Should Trafalgar day on October 21st become an official bank holiday?
IN 1802 a one-armed, one-eyed, 42-year-old, 5’5″, man arrived in Merton to live with his mistress and her husband in a bizarre Tria juncta in uno (three joined in one).
September 29th marked 251 years since Horatio Nelson’s birth and his “dear, dear Merton”, as he knew it, is still full of nostalgia for one of the greatest Britons.
When he arrived his naval career was progressing rapidly. A magnificent victory at the Battle of the Nile saw him become a baron and he was promoted to Rear Admiral of the Red in the 1790s.
However, it is not his success on the seas but rather his violent love for Lady Emma Hamilton that connects Nelson to Merton. She pitied the injured Nelson and threw him a 40th birthday party and their affair began.
Despite both of them being married, there was a certain degree of acquiescence from their spouses.
Nelson’s wife, Lady Fanny Nelson desperately tried to retain her dignity despite her cheating husband, but inevitably they split. Whereas Lady Hamilton’s elderly husband Sir William Hamilton, actively and openly encouraged the relationship such was his admiration for Nelson.

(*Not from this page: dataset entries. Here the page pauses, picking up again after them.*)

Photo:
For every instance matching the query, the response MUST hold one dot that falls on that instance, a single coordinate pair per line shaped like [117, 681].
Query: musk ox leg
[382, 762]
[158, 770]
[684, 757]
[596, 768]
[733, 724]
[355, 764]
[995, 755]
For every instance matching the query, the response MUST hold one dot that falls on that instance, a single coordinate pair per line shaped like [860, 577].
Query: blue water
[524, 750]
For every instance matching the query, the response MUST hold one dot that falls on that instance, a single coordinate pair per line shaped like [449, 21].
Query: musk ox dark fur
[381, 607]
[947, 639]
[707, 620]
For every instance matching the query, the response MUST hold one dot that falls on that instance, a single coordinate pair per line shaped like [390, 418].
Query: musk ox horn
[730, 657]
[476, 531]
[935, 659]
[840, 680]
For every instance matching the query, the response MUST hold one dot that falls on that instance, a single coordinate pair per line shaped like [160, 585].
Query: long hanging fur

Nelson’s success and Lady Hamilton’s glamour made the new couple the ‘Posh and Becks’ of the 1800s. Newspapers reported their every move and the public were fascinated by their unusual living arrangements.
Such harassment led Nelson to instruct Lady Hamilton to find them ‘a little farm’ away from the prying press and the chattering masses. He would not move back to his native Norfolk as the newly promoted Viscount Nelson, Admiral of the Blue required close proximity to London for public affairs and naval duties.
Merton became the home of two of the most famous people in Britain and indeed the world. The eclectic gang of Nelson, Lady Hamilton, their new-born daughter, Horatia, Sir William and Lady Hamilton’s mother moved into Merton Place on the outskirts of modern Wimbledon.
Judith Goodman of Merton Historical Society said: “Nelson loved Merton. Emma had chosen Merton Place while he was at sea, but anything she approved of was all right with him. And when he finally saw it he said he was delighted with everything about it.”
Today all that remains of the Merton Place Nelson knew is an archway entrance. It was demolished in 1821 and now exists primarily as a housing estate. Although, tributes to Nelson and Lady Hamilton still exist in road names and pubs surrounding the old site and residents certainly haven’t forgotten their former occupant.
Resident of Merton Place house, Sheila Williams said: “I’m really pleased everything is named after him. I live in the old kitchens [of Nelson’s Merton Place] and I like that fact but maybe I would feel differently if it was the toilets!”
Nelson and Lady Hamilton lived happily in what she called Paradise Merton until his death on October 21st 1805 at the Battle of Trafalgar. He left Merton Place for the famous battle on September 13th 1805, just over 204 years ago.
Merton still celebrates his life and naval success to this day.
Landlord of the Trafalgar Freehouse, David Norman, said: “Nelson was part of one of the great moments in British history. We always have a celebration on October 21st.
“I would fully support a national bank holiday, I mean not only should it be celebrated but logistically it makes sense to have a bank holiday between August and Christmas.
It would be fitting to remember Merton’s most famous resident with a national celebration.
Merton Councillor Linda Scott, Cabinet member for Housing and Community Services said: “We clearly have a cluster of bank holidays in the spring but none in the autumn and so I can see definite merit in moving one of the May bank holidays to later in the year.
“In that case, I believe Trafalgar Day, which falls on 21st October, would be a very strong and popular contender. I have no doubt it would gain the support of many people in Merton and beyond.”